Mário Centeno voltou esta semana a fugir ao guião político de António Costa. O primeiro-ministro quer sublinhar a mensagem otimista de que a execução orçamental está no bom caminho e de que o défice do primeiro trimestre até ficou 900 milhões de euros abaixo do verificado no mesmo período do ano passado.
Mas o ministro das Finanças veio esta semana reconhecer que as previsões económicas para 2016 irão ficar muito abaixo dos 1,8% do PIB apontados pelo Governo e podem mesmo ter de ser revistas em outubro.
As declarações, feitas em entrevista ao Público, obrigaram Costa a vir reafirmar na quarta-feira a mensagem que já tinha passado um dia antes nas jornadas parlamentares do PS, nos Açores.
«Nós não vivemos de previsões, vivemos de realidades», sublinhou em Bruxelas, assegurando que, «quanto a 2016, os dados estão lançados e, felizmente, dão contas certas».
OE Retificativo reaparece
A ideia era afastar a dúvida que a entrevista de Centeno deixou no ar quanto à necessidade de um Orçamento Retificativo.
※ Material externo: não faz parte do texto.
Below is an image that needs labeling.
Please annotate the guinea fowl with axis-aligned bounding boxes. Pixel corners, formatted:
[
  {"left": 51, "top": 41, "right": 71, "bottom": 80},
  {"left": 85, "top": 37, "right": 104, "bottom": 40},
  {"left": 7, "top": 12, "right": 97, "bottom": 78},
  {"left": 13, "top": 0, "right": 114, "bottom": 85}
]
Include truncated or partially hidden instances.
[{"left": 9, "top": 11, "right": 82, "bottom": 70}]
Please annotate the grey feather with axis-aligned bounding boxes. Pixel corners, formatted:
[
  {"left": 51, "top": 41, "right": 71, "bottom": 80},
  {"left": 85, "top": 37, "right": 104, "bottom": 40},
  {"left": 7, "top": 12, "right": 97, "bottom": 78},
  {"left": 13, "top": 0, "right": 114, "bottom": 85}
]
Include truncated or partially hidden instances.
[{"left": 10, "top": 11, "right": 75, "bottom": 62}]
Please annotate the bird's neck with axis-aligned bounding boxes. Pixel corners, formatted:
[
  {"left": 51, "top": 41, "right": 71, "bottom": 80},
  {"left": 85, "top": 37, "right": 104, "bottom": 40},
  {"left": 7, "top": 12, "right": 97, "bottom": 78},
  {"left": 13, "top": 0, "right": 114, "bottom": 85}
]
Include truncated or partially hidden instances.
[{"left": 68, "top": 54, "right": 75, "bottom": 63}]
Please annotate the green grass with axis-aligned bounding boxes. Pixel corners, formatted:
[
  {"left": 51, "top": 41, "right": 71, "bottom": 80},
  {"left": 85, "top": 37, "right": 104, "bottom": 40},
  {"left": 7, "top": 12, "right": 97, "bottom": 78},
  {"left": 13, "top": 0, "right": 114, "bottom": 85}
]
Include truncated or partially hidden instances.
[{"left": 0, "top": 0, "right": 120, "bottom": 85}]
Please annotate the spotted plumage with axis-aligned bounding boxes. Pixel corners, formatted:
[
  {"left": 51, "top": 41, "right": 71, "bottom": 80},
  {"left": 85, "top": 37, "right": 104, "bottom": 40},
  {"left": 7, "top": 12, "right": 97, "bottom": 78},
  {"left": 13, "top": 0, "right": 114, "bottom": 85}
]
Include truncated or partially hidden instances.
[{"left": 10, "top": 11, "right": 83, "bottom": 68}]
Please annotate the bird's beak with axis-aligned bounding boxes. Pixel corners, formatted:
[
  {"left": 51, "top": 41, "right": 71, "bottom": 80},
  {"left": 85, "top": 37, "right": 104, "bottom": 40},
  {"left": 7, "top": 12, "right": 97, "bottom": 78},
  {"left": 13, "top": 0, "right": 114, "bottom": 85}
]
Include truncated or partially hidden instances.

Apesar de ter dito que «há razões muito específicas para ter orçamentos retificativos, e normalmente não estão associadas a revisões de cenários macroeconómicas», o ministro das Finanças admitiu que a queda das exportações para mercados importantes para Portugal como o Brasil, a China e Angola, a redução do nível de investimento e a saída do Reino Unido da União Europeia irão ter um impacto negativo na evolução do crescimento.
Pela primeira vez, Mário Centeno reconheceu agora que será preciso rever de novo a procura externa, com implicações no cenário macroeconómico.
«Quando o Governo elaborou as últimas previsões, a procura externa crescia 4,6%. Neste momento, as organizações internacionais preveem para a procura externa um crescimento de 3,2%», destacou na quarta-feira, Mário Centeno, na comissão parlamentar de Trabalho.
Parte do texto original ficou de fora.